Responsibilities: To oversee Murray's fitness training. Two of Little's key roles are working on injury prevention and Murray's stretching routines. He'll give Murray massages and ensure he follows a strict recovery routine - which usually involves ice baths - after practice and matches. Nutrition also comes under Little's remit. Murray aims to eat 6,000 calories a day during the season - ensured through six meals a day. He eats a mixture of lean proteins and complex carbohydrates, while processed food and sugar are banned. Murray does not drink alcohol and takes in at least six litres of water a day.

ANDY IRELAND, physiotherapist

Age: 40

Nationality: British

Background: Graduated from Teesside University in 1993 with a BSc distinction in Physiotherapy. Worked in the NHS for the next seven years and has worked for Surrey Physio since its formation in May 2000. Provided resident physiotherapy cover for international tennis tournaments in the UK including Wimbledon, the LTA and Queen's Club. Now member of the Manipulative Association of Chartered Physiotherapists.

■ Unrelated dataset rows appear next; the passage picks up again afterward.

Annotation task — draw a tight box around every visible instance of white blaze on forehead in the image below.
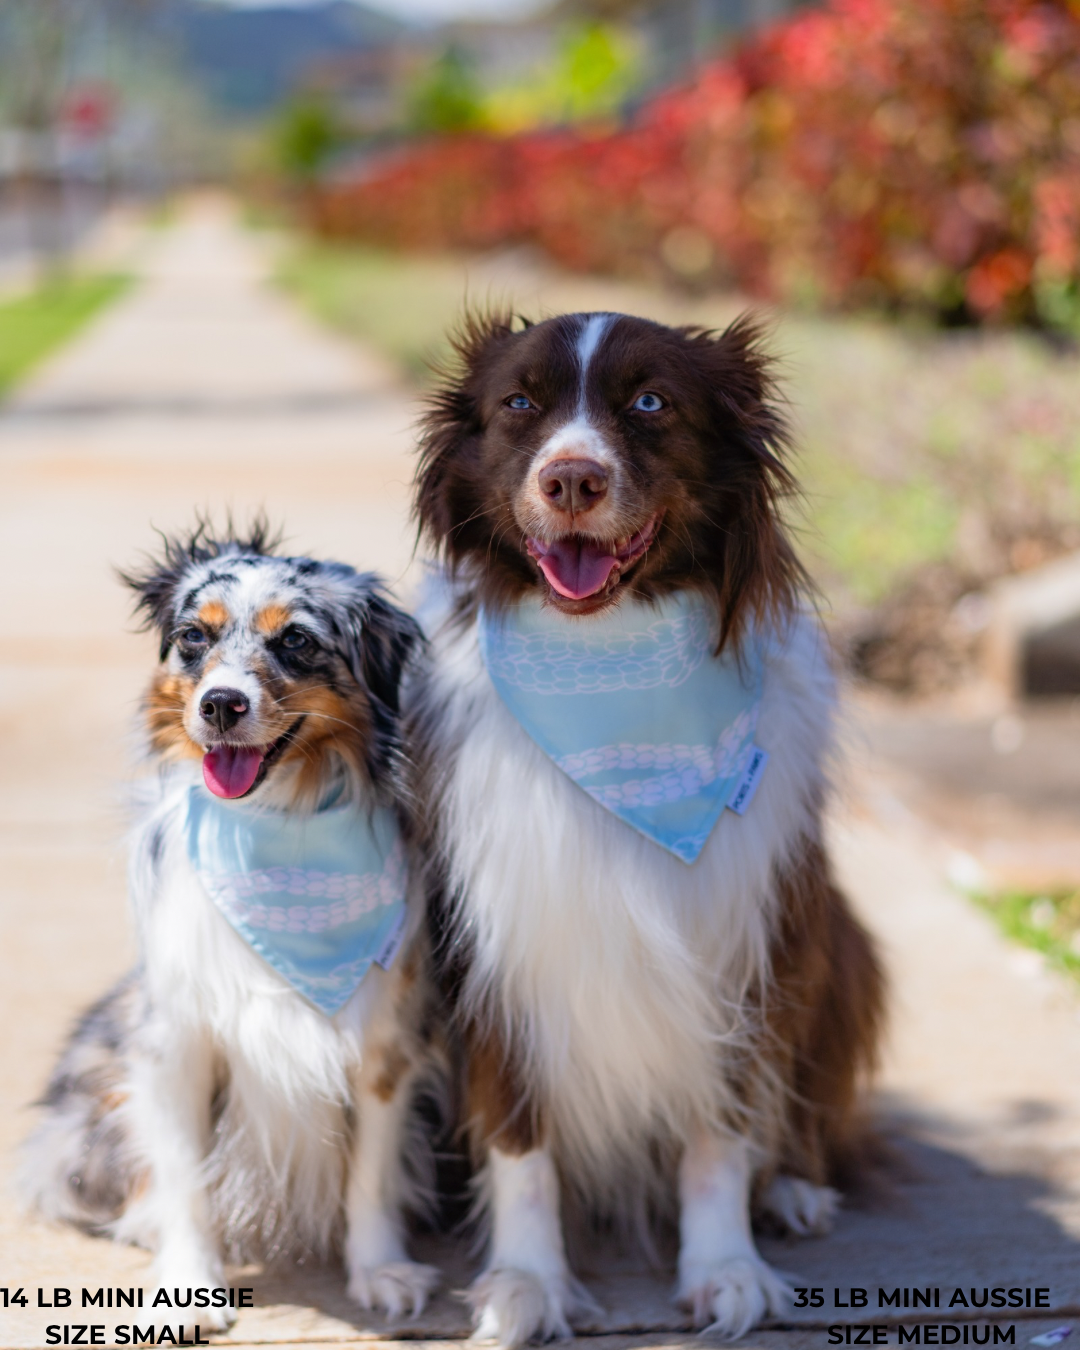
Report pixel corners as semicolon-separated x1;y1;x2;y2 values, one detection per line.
574;312;616;411
529;313;620;475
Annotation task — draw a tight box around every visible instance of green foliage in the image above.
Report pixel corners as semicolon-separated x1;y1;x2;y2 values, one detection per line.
973;889;1080;985
406;47;485;136
545;21;640;123
0;273;129;399
485;21;641;131
800;455;958;607
272;95;343;183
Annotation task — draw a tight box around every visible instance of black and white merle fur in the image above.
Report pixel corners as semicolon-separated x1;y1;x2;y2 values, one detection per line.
21;524;440;1332
406;312;885;1346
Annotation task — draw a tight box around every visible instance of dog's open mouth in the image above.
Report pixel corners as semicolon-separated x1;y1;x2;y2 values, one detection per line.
527;513;662;604
202;718;305;800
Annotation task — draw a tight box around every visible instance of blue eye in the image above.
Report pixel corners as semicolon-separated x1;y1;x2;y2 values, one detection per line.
180;627;207;645
633;392;664;412
280;628;309;650
506;394;535;411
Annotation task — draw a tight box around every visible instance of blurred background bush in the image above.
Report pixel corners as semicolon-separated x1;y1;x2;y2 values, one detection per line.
309;0;1080;332
2;0;1079;695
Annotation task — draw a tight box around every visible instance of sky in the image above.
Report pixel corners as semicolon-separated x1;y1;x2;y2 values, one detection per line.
219;0;540;21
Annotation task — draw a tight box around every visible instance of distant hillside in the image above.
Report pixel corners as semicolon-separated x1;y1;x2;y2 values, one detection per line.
157;1;411;115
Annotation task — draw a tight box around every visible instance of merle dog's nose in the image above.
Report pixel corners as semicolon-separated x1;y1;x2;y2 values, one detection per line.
538;457;609;514
199;687;250;734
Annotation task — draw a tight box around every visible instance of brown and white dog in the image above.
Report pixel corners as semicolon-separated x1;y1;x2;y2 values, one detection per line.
22;524;439;1333
405;312;885;1344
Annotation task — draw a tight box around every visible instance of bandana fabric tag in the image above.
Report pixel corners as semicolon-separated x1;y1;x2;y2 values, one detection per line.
478;593;765;864
184;787;408;1015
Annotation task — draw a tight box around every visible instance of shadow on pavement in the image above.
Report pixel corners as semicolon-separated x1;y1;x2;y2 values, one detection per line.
229;1105;1080;1344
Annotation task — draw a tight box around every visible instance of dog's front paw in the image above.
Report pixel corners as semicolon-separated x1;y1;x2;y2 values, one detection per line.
468;1267;600;1347
678;1256;791;1339
759;1175;840;1237
347;1260;440;1319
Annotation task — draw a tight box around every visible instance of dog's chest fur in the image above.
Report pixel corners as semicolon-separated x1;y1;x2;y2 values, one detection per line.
123;780;416;1255
416;592;835;1177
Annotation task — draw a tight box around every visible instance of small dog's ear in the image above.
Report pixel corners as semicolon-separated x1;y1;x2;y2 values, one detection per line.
357;590;423;720
414;308;520;553
119;546;191;660
332;575;423;770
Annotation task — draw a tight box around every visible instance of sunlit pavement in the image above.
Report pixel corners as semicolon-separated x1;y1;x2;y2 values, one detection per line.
1;200;1078;1349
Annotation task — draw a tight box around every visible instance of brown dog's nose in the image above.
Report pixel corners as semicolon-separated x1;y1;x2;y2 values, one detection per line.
200;687;250;735
537;457;609;514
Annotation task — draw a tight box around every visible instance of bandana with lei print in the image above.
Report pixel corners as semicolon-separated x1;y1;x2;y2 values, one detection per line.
478;592;768;864
184;787;407;1015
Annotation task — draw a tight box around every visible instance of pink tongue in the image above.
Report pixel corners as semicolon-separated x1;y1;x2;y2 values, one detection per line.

Responsibilities: Ireland works with Little and Green to maximise Murray's physical performance. With top-level tennis players putting their bodies under huge strain they can develop muscle imbalances, inflexibilities and weaknesses. By correcting these underlying problems, Ireland helps Murray to remain as injury-free as is possible and knows his body inside-out. When injuries do occur it is Ireland's role to minimise Murray's recovery time and maximise his healing rates. Recovery techniques following a match or a training session are an integral part of his work. His nickname - Needles - stems from his acupuncture skills.